The issue was at the heart of months of mass protests in the former British colony where pro-democracy demonstrators blocked off stretches of main roads to call for true universal suffrage.

Albert Ho's announcement that he would resign his seat in the city's Legislative Council is the latest show of defiance by Hong Kong's pro-democracy lawmakers, who have vowed to veto any government proposal over how to choose a new leader in 2017.

It came as the authorities continued to clamp down on activists involved in the mass pro-democracy rallies which began at the end of September.

Though Hong Kong will choose its chief executive through a one-person-one-vote system, the authorities have said candidates must be vetted by a pro-Beijing committee.

Ho's resignation from his "super seat", one of five in the legislature, will trigger a city-wide by-election in which five million people are eligible to vote.

"I think I should take every possible opportunity to enable the Hong Kong people to vent their anger, their frustrations, and protest against the central government," Ho told reporters, announcing his decision.

"I am in a position to do so by resigning from my seat so as to trigger off a territory-wide de-facto referendum," he said, adding that he was sure "the Hong Kong people would seize this opportunity to fully express their views."

Ho said he would resign after pro-democracy lawmakers, who hold a critical legislative veto on constitutional amendments, vote down the political reform package.

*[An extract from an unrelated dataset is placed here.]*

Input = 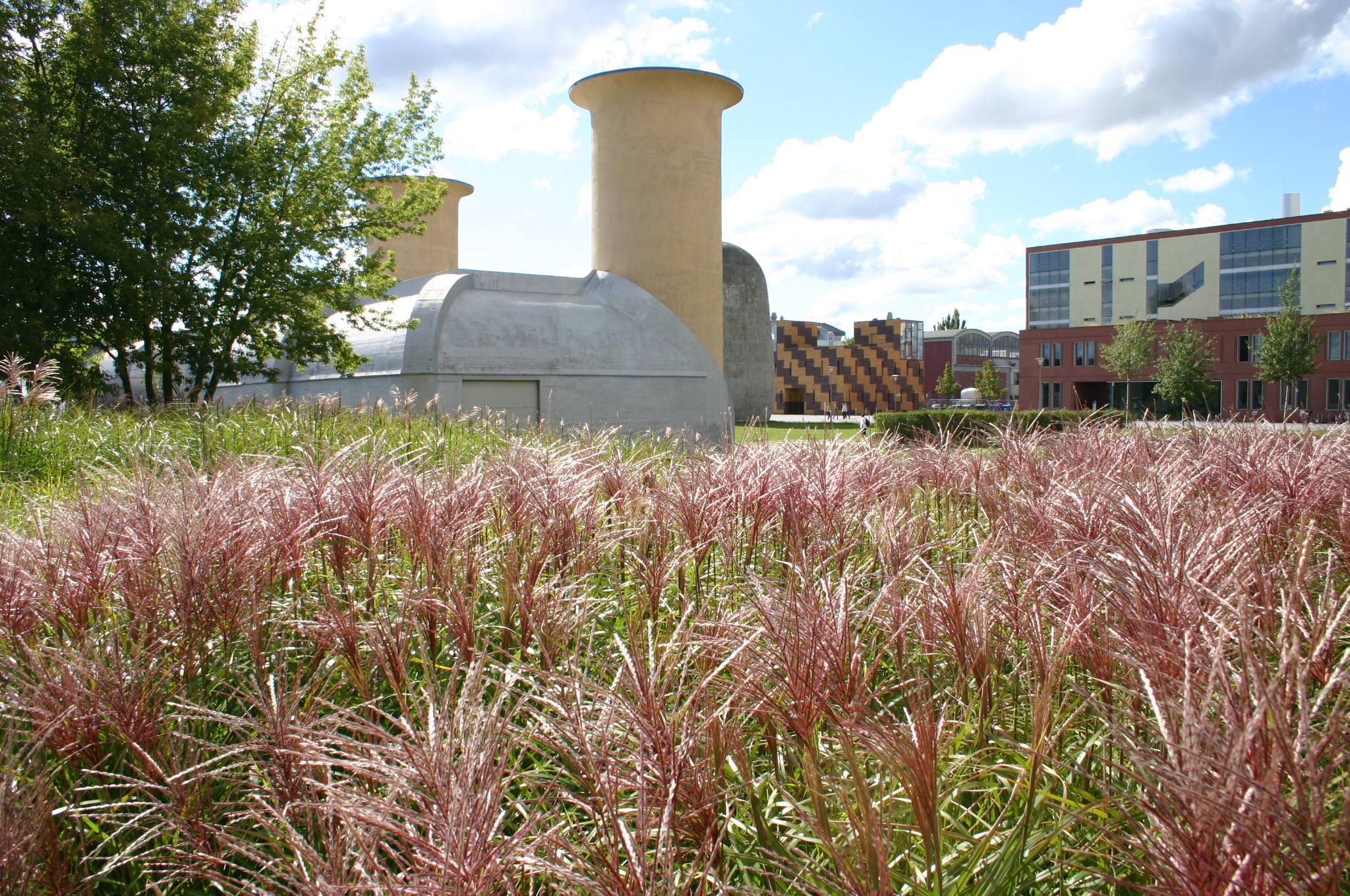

Lawmakers are expected to vote on the package in the early months of the summer, but experts have questioned the usefulness of Ho's move.

"It (the resignation) would be meaningless because the bill would have been voted down already," political analyst Sonny Lo told AFP.

The final framework needs to pass the city's mini-parliament with a two-thirds majority, but Hong Kong's pan-democrats are able to block its passage with their 27 total seats.

Government officials have themselves expressed pessimism over the package's successful passage.

"The political reform is now looking like mission impossible," the city's justice minister Rimsky Yuen told media early Friday, admitting there would be "difficulty" in securing the necessary votes.

The original founders of the Occupy Central movement, meanwhile, announced on Friday they were summoned by the police to accept arrest.

"Charges include taking part in, instigating and organising and facilitating unauthorised assembly," one of the Occupy founders Chan Kin-man said on his Facebook wall.

Also on Friday, Hong Kong tycoon Li Ka-shing told reporters at a company announcement: "If Hong Kong's political reform doesn't take a further step, the harm to the city is impossible to estimate."

China has pledged Hong Kong will be able to choose its own leader for the first time in 2017, but it has ruled that candidates will be screened by a loyalist committee -- a proposal that democracy activists have branded as "fake democracy".

Hong Kong was handed from Britain back to China in 1997 and enjoys freedoms not seen on the mainland.